Like many parents of autistic children, Susan Kastner quit her job to care for son, Andrew, now 11.

"Getting your child to therapy would require missing work," she says. "We used to juggle who's taking him to therapy today, and it became too stressful to worry about missing work to take care of your child."

Rollins says she can't understand why therapy, which typically lasts two or three years, isn't covered like it is for other neurological disorders, such as stroke or brain injuries. Treatment is prescribed by a physician and is medically necessary, she says.

And Cleary says it's penny-wise and pound-foolish not to cover autism. Compare $150,000 for three years of treatment with up to $3 million for lifetime institutionalization, he says.

"With maybe two, three years of this intensive treatment, 47 percent of these children can be mainstreamed and become functional, taxpaying citizens," he said, "instead of non-productive, non-functioning lives."

The rest also make progress, he says.

Sachs adds that autistic children have only one shot, and that's through intensive early intervention.

"We have an opportunity to give these children their lives back, these families their hope back, and you can only do that on the front end," she said. "Either we do this now, or we're looking at group homes and institutions."

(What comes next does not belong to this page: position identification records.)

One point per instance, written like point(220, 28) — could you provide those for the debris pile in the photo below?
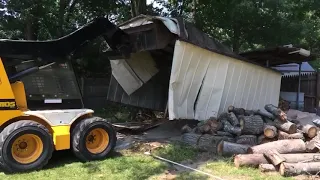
point(270, 140)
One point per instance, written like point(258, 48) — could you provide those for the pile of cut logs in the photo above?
point(265, 139)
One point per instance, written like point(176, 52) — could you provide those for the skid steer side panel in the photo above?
point(20, 95)
point(8, 107)
point(61, 121)
point(61, 137)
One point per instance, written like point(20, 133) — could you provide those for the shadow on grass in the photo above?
point(117, 166)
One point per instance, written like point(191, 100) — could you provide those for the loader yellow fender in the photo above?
point(27, 148)
point(61, 137)
point(97, 140)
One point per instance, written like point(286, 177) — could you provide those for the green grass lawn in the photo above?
point(134, 165)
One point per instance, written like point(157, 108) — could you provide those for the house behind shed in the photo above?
point(179, 67)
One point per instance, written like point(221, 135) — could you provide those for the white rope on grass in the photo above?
point(187, 167)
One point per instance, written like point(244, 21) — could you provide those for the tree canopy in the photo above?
point(240, 24)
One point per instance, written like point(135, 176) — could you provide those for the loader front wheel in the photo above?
point(25, 146)
point(93, 139)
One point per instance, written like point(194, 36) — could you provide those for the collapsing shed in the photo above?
point(203, 76)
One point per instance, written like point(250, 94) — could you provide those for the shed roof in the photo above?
point(292, 69)
point(279, 55)
point(189, 33)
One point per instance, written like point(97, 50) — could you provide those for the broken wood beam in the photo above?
point(267, 168)
point(253, 160)
point(269, 131)
point(294, 169)
point(226, 148)
point(282, 146)
point(277, 112)
point(251, 125)
point(274, 157)
point(284, 135)
point(286, 126)
point(310, 130)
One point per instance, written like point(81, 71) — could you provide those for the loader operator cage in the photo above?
point(53, 87)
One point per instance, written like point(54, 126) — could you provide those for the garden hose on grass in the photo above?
point(178, 164)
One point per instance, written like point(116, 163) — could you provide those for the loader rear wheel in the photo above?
point(25, 146)
point(93, 139)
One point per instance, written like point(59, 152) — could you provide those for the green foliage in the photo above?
point(241, 24)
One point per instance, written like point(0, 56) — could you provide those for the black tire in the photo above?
point(81, 131)
point(13, 131)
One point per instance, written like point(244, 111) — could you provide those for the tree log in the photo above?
point(274, 157)
point(186, 129)
point(209, 126)
point(310, 130)
point(249, 160)
point(311, 147)
point(222, 133)
point(262, 139)
point(286, 126)
point(232, 118)
point(282, 146)
point(227, 127)
point(267, 168)
point(284, 135)
point(253, 160)
point(294, 169)
point(277, 112)
point(247, 139)
point(251, 125)
point(229, 149)
point(260, 113)
point(270, 131)
point(204, 142)
point(236, 111)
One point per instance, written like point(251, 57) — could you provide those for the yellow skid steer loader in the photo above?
point(28, 138)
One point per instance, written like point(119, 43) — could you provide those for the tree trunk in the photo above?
point(311, 147)
point(222, 133)
point(138, 7)
point(251, 125)
point(249, 160)
point(277, 112)
point(286, 126)
point(282, 146)
point(310, 130)
point(294, 169)
point(274, 157)
point(262, 139)
point(247, 139)
point(267, 168)
point(204, 142)
point(232, 118)
point(284, 135)
point(225, 148)
point(186, 129)
point(253, 160)
point(227, 127)
point(62, 9)
point(236, 111)
point(270, 131)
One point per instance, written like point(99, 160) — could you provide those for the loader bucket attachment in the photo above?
point(52, 50)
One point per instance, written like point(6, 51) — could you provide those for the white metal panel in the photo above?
point(143, 65)
point(132, 73)
point(219, 81)
point(125, 76)
point(188, 72)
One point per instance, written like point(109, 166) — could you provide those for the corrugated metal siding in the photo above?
point(203, 84)
point(152, 95)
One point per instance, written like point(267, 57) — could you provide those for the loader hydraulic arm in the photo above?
point(53, 50)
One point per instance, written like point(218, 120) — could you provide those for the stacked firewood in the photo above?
point(284, 105)
point(265, 139)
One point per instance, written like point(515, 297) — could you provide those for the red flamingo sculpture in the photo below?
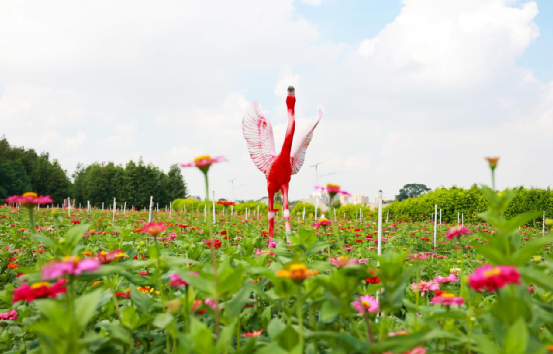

But Akey said the industry opposes mandates on insurers, saying purchasers are better able to make decisions about coverage than lawmakers. Mandates typically result in higher premiums for subscribers, he said, and often don't account for evolving therapies.

"The purchasers of health insurance decide what they want to have covered," Akey said. "We'll cover any illness or injury that people want to buy insurance policies to cover."

The bill, S.0958, is currently in the Senate Banking and Insurance Committee. Rollins says she's optimistic it will come to a vote this spring.

Cleary said, "These children with autism should not be discriminated against." She said, "It's the right thing to do and I'm hoping the legislators will realize that."